身边候着的管理尸首的小太监忙道:“是前些日子过来验尸的仵作吩咐奴才等撒的香粉,说是婕妤娘娘身前便挺喜欢花香的,娘娘又去得如此难看,面容也因为病得久了,干枯的很,撒些香粉也算是一种慰藉。”
“那个仵作现在何处?”顾培成沉着声音问道。
“那仵作今日不当值,奴才也不知他现在何处。”小太监一脸为难地道。
“多派几个人,悄悄去找,把人带过来!”祈霖冷声吩咐道。
“是。”顾培成忙领命去找。
“云玖,裴太医。”祈霖示意道。
裴太医虽只是个小太医,医活人的医术算不得出名,可这医死人,却是十分有经验,本就是京城有名的仵作,因为也能医活人,这才混进了太医院,仕途也算不得得意,如今能有个用场,也是想在三王爷面前混个眼熟,指不定就能飞黄腾达了呢!自当尽心尽力点不是!

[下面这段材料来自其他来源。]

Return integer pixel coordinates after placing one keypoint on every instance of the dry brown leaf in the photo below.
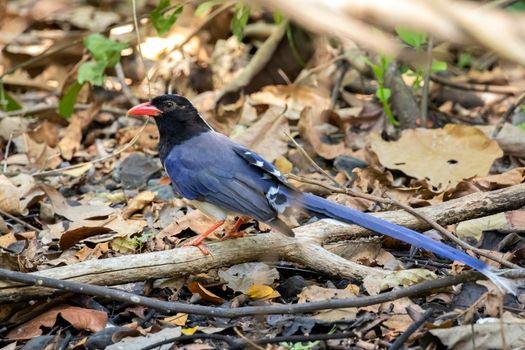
(80, 318)
(196, 220)
(197, 288)
(474, 228)
(9, 197)
(316, 293)
(138, 202)
(148, 140)
(443, 157)
(241, 277)
(70, 142)
(310, 134)
(405, 278)
(46, 132)
(511, 139)
(178, 319)
(77, 213)
(262, 292)
(267, 136)
(41, 155)
(292, 99)
(6, 240)
(485, 336)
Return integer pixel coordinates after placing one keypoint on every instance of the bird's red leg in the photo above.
(233, 232)
(197, 242)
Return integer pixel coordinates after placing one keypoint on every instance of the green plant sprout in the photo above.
(383, 93)
(105, 53)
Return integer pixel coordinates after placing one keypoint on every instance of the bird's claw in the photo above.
(197, 242)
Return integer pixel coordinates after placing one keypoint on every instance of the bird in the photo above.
(221, 177)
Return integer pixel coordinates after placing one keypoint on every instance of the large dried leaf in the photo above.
(80, 212)
(80, 318)
(511, 139)
(267, 136)
(443, 157)
(9, 197)
(242, 277)
(138, 343)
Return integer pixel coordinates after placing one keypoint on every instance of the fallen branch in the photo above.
(305, 249)
(176, 307)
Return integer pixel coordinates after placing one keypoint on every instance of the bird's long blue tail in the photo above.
(348, 215)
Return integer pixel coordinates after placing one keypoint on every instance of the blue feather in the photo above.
(351, 216)
(212, 168)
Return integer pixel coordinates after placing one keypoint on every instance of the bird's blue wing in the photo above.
(220, 172)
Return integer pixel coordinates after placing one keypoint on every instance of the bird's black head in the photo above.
(176, 118)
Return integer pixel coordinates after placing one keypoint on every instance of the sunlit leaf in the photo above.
(104, 50)
(67, 103)
(7, 102)
(383, 94)
(240, 19)
(411, 37)
(161, 22)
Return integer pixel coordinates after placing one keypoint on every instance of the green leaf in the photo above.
(411, 37)
(383, 94)
(240, 19)
(104, 50)
(205, 6)
(92, 72)
(465, 59)
(67, 103)
(8, 102)
(277, 17)
(438, 66)
(163, 23)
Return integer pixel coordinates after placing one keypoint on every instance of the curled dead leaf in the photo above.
(267, 136)
(310, 134)
(443, 157)
(197, 288)
(80, 318)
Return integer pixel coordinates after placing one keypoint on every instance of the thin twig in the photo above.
(246, 339)
(426, 83)
(504, 118)
(21, 222)
(444, 232)
(233, 343)
(6, 155)
(175, 307)
(125, 88)
(139, 40)
(398, 343)
(101, 159)
(496, 89)
(39, 108)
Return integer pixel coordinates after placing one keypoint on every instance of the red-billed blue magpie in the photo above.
(221, 177)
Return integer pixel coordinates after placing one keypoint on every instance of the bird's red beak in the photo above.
(144, 109)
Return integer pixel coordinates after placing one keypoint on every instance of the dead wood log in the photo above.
(305, 249)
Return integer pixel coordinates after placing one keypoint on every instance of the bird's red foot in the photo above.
(234, 232)
(197, 242)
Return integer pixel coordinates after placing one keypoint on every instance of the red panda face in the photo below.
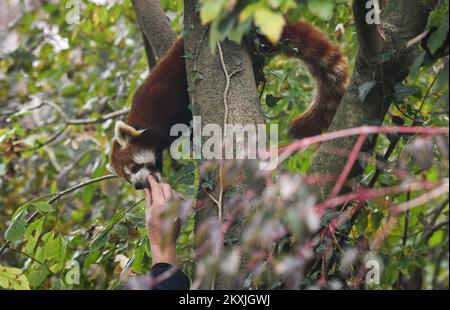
(134, 157)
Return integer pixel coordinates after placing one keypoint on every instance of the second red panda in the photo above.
(163, 101)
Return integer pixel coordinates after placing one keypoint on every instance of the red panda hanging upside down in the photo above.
(163, 101)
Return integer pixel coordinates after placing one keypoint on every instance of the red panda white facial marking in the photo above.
(132, 160)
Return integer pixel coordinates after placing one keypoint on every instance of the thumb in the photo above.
(148, 196)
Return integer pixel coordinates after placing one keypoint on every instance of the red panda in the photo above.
(163, 101)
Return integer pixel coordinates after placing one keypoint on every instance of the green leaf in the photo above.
(272, 101)
(270, 24)
(13, 279)
(364, 90)
(100, 241)
(321, 8)
(121, 231)
(210, 10)
(17, 229)
(43, 207)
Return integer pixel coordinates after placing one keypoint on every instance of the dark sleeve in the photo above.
(178, 281)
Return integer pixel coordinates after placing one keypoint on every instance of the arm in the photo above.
(163, 247)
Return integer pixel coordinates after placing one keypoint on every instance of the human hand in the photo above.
(162, 238)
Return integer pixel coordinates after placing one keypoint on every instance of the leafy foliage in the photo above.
(52, 71)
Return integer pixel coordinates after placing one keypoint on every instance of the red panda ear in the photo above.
(124, 133)
(110, 168)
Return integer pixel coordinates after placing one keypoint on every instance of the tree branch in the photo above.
(397, 29)
(369, 36)
(155, 25)
(58, 196)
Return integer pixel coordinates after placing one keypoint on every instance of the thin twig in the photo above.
(57, 197)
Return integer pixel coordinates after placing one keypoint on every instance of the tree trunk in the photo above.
(208, 75)
(156, 27)
(402, 25)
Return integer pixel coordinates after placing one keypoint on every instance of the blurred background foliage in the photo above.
(52, 71)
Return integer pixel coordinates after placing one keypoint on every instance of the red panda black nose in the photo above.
(139, 186)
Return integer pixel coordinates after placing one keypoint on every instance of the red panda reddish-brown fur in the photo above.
(329, 68)
(163, 100)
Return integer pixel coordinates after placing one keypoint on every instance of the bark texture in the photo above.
(207, 78)
(155, 25)
(396, 29)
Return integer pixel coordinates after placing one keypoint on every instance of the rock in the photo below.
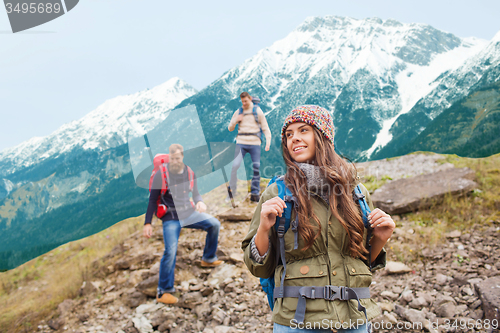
(442, 279)
(83, 316)
(446, 310)
(142, 324)
(87, 288)
(409, 194)
(407, 296)
(459, 309)
(237, 214)
(203, 310)
(489, 291)
(166, 326)
(158, 319)
(385, 306)
(224, 329)
(148, 308)
(138, 276)
(418, 303)
(219, 315)
(389, 294)
(148, 287)
(393, 267)
(65, 307)
(389, 318)
(155, 269)
(134, 299)
(226, 271)
(236, 256)
(454, 234)
(415, 316)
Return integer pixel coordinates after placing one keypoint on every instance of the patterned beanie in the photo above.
(313, 115)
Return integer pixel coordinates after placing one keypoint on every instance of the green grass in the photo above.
(32, 291)
(478, 210)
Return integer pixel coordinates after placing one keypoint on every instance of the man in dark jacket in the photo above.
(180, 213)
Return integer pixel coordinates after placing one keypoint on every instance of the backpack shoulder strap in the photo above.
(360, 199)
(256, 116)
(191, 179)
(282, 225)
(164, 178)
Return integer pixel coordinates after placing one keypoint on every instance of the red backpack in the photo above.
(160, 163)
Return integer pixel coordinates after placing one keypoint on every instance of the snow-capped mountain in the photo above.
(479, 70)
(367, 72)
(103, 128)
(373, 75)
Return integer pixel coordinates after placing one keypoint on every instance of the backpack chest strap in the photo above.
(328, 293)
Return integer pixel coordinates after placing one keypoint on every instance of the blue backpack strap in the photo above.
(282, 225)
(256, 116)
(359, 197)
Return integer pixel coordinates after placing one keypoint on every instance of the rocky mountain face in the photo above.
(373, 74)
(54, 185)
(368, 72)
(451, 282)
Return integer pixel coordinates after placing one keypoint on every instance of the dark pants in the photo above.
(171, 231)
(240, 152)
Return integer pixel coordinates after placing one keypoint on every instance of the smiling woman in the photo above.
(300, 142)
(325, 266)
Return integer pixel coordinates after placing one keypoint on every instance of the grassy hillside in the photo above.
(33, 290)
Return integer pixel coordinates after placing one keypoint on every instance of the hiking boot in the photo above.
(211, 264)
(254, 197)
(167, 298)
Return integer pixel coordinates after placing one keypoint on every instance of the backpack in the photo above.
(284, 222)
(160, 164)
(256, 102)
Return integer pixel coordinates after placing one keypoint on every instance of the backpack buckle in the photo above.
(334, 292)
(358, 195)
(281, 231)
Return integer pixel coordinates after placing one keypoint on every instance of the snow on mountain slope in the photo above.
(455, 83)
(104, 127)
(346, 45)
(417, 82)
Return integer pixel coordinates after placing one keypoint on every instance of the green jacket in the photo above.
(326, 262)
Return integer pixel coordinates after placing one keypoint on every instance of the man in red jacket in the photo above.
(180, 213)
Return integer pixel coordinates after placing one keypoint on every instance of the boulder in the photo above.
(489, 291)
(87, 288)
(142, 324)
(148, 287)
(409, 194)
(237, 214)
(393, 267)
(65, 306)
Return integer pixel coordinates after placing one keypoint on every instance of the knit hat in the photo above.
(313, 115)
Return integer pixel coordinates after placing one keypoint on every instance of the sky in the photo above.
(62, 70)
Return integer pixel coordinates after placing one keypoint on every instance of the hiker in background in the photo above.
(252, 125)
(181, 212)
(321, 257)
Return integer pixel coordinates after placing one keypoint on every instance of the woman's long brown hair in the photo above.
(341, 177)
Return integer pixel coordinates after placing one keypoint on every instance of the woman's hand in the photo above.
(382, 223)
(269, 210)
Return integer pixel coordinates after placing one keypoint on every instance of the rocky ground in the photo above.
(447, 289)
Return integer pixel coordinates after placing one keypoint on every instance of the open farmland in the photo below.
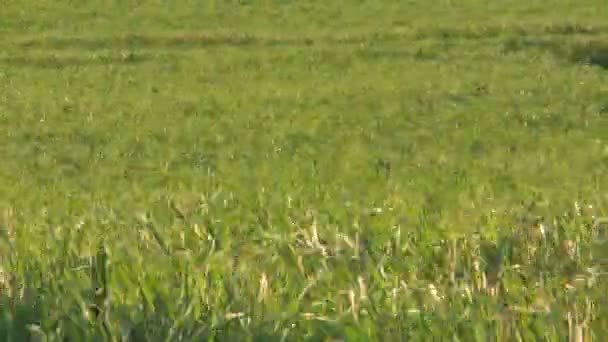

“娘娘身上的伤,真是让人触目惊心!”裴太医忍不住惊叹了一句。
“父皇,裴太医的验尸结果已经有了!”御书房内,祈霖领着裴太医回禀道。
“那就说说吧!”皇上放下手中的笔,捧起茶盏道。
裴太医忙行礼回话:“回皇上,婕妤娘娘并非身染重症而亡,而是受人磋磨,失血、炎症并发而亡。”
皇上瞳孔微张,冷声道:“说!朕要听证据!”
“微臣判断,娘娘身前应遭受过重击,以致腹部遭受重伤流产,又无人医治,失血过多。可能又在无人照料的情况下,活生生失血冻了一夜,伤口发炎,高烧不退。微臣看了药案,娘娘宫里只拿过治疗伤寒的药,而且分量不多,娘娘无药可医,这才有了病死一说。”裴太医冷静地解释道。
反倒是一直听着的皇上不淡定了,伸手便扔了茶盏,吓了裴太医一跳,扑通一声跪倒在地:“先前的仵作呢?太医院都是死人吗?朕要你们何用?”
“父皇,这怕是怪不得太医院吧!太医院可没这么大的胆子!”说着,伸手拉了裴太医一把,裴太医受宠若惊,跌跌撞撞地站了起来。
祈霖又补充道:“再说,一个小小的仵作,何来那么大的仇怨,撒下瞒天大谎。裴太医,说说你另一个发现。”
裴太医战战兢兢地开口道:“微臣同三王爷一同进去时,便闻到的很浓重的香气,一则是掩盖血腥味,二则是此香能加快尸体的腐烂。娘娘的尸体已然不能入眼。”
“香从何来?”皇上冷声道,言语中似是在压抑着自己的怒气。
祈霖开口道:“尚且不知,不过先前的仵作已然是大有问题,儿臣已下令去寻,怕是还要些工夫。”
转而又道:“不过,父皇,既然婕妤娘娘一事另有隐情,是否暂且可以证明凝溪的清白。何况,这流言的来源,恐是和背后的真凶脱不了关系,此人,行的是一石二鸟的计策。”
“朕知道了,你且放手去查。”皇上沉声道,心中已然是有一番计较。